Так, в рецензии 1916 года на «Борозды и межи» с многозначительным названием «Сны Геи» Булгаков, в целом высоко оценивая (при всех оговорках, связанных со спецификой ивановского подхода, ориентированного, по его мнению, хотя бы модально, на язычество) эвристичность и напор ивановской теории мифа, делает, тем не менее, – как бы мимоходом – существенную, касающуюся самого понятия мифа, оговорку, помещая ее в сноску: «Мне только не кажется плодотворным, – пишет здесь Булгаков, – то новейшее определение мифа, которое дается в „Б. и М“ (152): [16] «Миф есть синтетическое суждение, где сказуемое глагол присоединено к подлежащему символу». Для мифа существенна не эта связь подлежащего со сказуемым, но способ ее установления– непосредственный, недискурсивный». [17] Миф, заключает Булгаков там же, можно определить (на языке Канта) как синтетическое суждение a priori (далее следует ссылка на Введение к «Свету невечернему», где Булгаков подробнее излагает свой подход к мифу – см. ниже).

Здесь много «узелков». Эпитет «новейшее» по отношению к ивановскому определению мифа, хотя оно, как уже говорилось, было введено Ивановым как минимум за шесть лет до написания булгаковской рецензии, несет здесь, по всей видимости, именно тот смысл, что у Иванова, и с булгаковской точки зрения, произошел некий перелом во взглядах на миф – перелом, не устраивающий булгаковскую мысль. В чем же «неплодотворность», по Булгакову, этого переломного ивановского определения?

Речь не могла тогда идти о неприятии понимания мифа как синтетического суждения. Вообще говоря, не было ничего более естественного в то время для мифологически настроенных мыслителей, чем определять миф именно как синтетическое суждение. Так же, во всяком случае вплоть до 1917 года («Свет невечерний»), поступал и сам Булгаков. Однако именно эта естественная напрашиваемость понятия «синтетического суждения» оборачивалась непредсказуемой смысловой многозначностью, заложенной в самом этом понятии, постепенно становившемся в философии и логике все более и более аморфным. Булгакова не удовлетворил смысловой зазор, просвечивающий сквозь ивановское определение мифа как синтетического суждения, и скорее всего – именно тот первичный и еще необработанный налет аналитизма, о котором говорилось выше.

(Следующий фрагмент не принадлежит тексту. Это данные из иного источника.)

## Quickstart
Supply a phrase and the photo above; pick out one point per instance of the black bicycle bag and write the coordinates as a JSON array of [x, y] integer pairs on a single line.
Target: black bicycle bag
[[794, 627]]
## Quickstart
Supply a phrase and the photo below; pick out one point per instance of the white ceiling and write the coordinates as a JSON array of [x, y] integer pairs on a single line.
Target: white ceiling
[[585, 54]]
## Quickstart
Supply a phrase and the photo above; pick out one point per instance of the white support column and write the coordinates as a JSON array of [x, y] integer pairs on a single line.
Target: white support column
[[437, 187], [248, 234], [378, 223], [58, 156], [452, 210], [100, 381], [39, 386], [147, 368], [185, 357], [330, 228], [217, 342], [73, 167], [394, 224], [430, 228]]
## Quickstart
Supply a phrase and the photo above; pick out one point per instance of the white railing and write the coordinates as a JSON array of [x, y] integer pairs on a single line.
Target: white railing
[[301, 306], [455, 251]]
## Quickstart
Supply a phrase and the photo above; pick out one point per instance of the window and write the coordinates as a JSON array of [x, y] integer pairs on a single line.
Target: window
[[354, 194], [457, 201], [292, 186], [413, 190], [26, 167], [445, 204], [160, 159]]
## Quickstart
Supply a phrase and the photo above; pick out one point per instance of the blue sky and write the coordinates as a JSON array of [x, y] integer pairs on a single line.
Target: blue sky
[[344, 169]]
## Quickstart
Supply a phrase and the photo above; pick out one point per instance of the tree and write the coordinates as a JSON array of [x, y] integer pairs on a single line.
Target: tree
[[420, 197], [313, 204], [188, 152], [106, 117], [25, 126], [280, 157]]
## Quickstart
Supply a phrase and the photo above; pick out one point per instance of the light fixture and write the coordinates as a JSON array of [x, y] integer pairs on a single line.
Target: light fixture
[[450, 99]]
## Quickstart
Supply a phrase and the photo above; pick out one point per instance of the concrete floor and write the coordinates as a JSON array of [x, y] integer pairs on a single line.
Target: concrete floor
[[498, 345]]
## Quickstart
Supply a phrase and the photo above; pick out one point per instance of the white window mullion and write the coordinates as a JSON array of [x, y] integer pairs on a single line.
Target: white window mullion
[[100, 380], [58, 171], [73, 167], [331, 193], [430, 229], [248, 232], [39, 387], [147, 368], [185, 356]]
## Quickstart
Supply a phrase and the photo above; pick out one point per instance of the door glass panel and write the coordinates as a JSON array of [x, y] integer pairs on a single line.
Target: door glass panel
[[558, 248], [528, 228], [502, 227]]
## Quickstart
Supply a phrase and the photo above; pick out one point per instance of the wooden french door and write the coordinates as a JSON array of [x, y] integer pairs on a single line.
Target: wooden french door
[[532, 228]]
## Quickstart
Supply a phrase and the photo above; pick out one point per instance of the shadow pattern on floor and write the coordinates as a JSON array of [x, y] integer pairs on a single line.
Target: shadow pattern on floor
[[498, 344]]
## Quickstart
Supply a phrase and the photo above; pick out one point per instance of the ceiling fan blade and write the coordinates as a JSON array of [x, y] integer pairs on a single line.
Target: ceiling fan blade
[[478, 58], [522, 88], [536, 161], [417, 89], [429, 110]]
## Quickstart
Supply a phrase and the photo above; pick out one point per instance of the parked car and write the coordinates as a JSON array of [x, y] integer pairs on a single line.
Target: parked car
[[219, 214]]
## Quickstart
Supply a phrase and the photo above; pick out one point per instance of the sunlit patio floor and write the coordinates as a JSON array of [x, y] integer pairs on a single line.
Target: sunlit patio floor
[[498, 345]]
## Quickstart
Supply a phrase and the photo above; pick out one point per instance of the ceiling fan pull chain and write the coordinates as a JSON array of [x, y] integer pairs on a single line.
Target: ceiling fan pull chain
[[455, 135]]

Булгаков мог увидеть аналитизм в подчеркивании Ивановым собственно лингвистической согласованности между субъектом и предикатом и в его требовании обязательности глагольной формы предиката – именно это и придает мифу, согласно приведенному булгаковскому суждению, неправомерный «дискурсивный» (что и значит у Булгакова «аналитический») характер. «Аналитизм» в его традиционном понимании исчез, как мы видели, в последующих ивановских определениях мифа, но синтаксическая согласованность и требование глагольности предиката остались.